A global surge in prices of agricultural commodities have sent Irish prices for milk, meat and grains soaring, says head of Agri Sector at Bank of Ireland Eoin Lowry.
A bull run on agricultural commodities is not necessarily the best news for farmers in the long run as it may lead to a period of increased volatility in the months and years ahead.
In his latest analysis as part of the June Sectors Development & Insight report by Bank of Ireland’s Sectors team, head of Agri Sector Eoin Lowry warned that periods of high prices historically are generally followed by periods of low prices.
“Periods of high prices, generally are followed by periods of low prices – as high prices drive more farmers to plant grain, pushing up supply and driving down prices. We may be therefore going to come into a period of increased volatility in the months and years ahead”
Lowry reported that the prices of a range of agricultural commodities traded on the global stage, have reached their highest levels in a decade, lifted by the global economic rebound and improved growth prospects. Last month, the Food and Agriculture Organisation of the United Nations (FAO) reported that global food prices rose at their fastest monthly rate since September 2011.
Supply and demand
In Ireland, prices for milk, meat and grains have been surging. Farm gate milk prices are at over 34c/l, harvest prices for barley are heading towards €175/t and quotes for beef are currently at €4.20/kg- all significantly higher than last year. This is to be expected as countries start returning to normal after over a year of the pandemic.
The question now is how long they will remain at this level?
“The fundamental factors of supply and demand are the largest drivers,” Lowry explained.
“Firstly, on the supply side, which is driven by weather, and particularly dry weather across grain growing regions earlier in the year such as South America and the mid-west in USA. This is reducing supply of grains and keeping prices high. High grain prices mean that feed prices are high for animals which impacts supply of meat and milk and hence keeps these prices higher.
“Secondly, on the demand side, we are seeing continued high demand that is growing and especially from Asia and China’s insatiable appetite for food. Particularly true as China’s economy rebounds. Coupled to this as import demand rises for commodities such as grain, large exporting regions such as Russia has introduced export taxes to hold back exports.”
And, of course, there is the pandemic factor. “Covid has led to an amount of stock building along the supply chain, especially by major food companies and retailers wary of running out of product and aiming to avoid any future Covid-19 disruptions. This is leading to the supply chain being refilled as countries seek to build up their domestic stocks of commodities like wheat, maize, and soya beans. “Highest among them is China as its economy rebounds leading to high demand for grains used in animal feed.”
Lowry added that speculators, in a low returns environment, are also looking at agricultural commodities as investment assets, driving prices up.
“While nowhere near the levels seen in 2007-to-2008, these speculators have been buying up record amounts of agri commodity futures over the year.”
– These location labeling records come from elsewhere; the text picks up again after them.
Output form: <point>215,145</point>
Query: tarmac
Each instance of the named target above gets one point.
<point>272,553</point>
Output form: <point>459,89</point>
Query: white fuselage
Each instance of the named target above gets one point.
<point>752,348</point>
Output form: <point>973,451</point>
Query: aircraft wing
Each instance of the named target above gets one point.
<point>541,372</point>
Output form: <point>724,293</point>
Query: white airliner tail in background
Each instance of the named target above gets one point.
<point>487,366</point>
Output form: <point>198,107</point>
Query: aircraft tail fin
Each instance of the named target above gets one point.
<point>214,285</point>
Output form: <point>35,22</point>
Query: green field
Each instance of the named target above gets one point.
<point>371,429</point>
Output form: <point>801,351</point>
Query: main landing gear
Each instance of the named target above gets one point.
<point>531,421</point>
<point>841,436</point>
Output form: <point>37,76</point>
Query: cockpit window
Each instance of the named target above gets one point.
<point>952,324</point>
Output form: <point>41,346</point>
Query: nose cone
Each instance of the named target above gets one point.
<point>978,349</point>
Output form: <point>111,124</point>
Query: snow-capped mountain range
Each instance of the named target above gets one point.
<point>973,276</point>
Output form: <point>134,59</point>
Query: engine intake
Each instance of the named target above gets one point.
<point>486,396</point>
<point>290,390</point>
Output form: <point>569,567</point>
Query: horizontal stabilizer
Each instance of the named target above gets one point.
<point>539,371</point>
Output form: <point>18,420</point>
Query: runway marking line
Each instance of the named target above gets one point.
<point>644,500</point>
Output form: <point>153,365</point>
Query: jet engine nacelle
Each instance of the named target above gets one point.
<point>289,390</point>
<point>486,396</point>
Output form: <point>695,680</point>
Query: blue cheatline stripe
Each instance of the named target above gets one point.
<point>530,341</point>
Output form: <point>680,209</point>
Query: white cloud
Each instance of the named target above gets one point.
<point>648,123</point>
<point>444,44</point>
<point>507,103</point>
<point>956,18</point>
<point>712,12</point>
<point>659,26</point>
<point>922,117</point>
In his analysis Lowry pointed out that challenging weather conditions globally have worsened the availability of various commodities. Is this the threat of global warming coming true?
“This is difficult to say for certain but there is no doubt that it seems we are getting more extreme weather conditions which makes farming more difficult. While the first four months of this year were cooler than every year since 2015, this year is expected to be one of the top 10 warmest years since records began. The recent unprecedented heatwave centred near the US/Canada border may also impact grain yields in that region.”
What goes up …
With various countries are holding stocks back, the impact on local farmers will be financial.
“The biggest impact for Irish farmers is price,” Lowry explained. “This curtails supply on the global market, therefore pushing up prices. This can be positive or negative depending what type of farmer you are. For example, if you are a tillage farmer getting ready to harvest crops in the coming weeks, the outlook for price looks very positive- with prices likely to be up on last year and at highest level in the last number of years.
“However, if you are a beef, pig, or poultry farmer that buys a lot of grain to feed your animals, that cost has significantly gone up. An important observation however is that as prices increase on grains it generally is positive for milk price as the majority of the worlds milk is produced in intensive systems that require a lot of grains.
“Generally, as grain goes up, less is fed (due to cost) and supply of milk reduces. Therefore, rising grain prices can actually be a positive and lead to rising milk prices. All this being said, it is important to realise that periods of high prices, generally are followed by periods of low prices – as high prices drive more farmers to plant grain, pushing up supply and driving down prices. We may be therefore going to come into a period of increased volatility in the months and years ahead.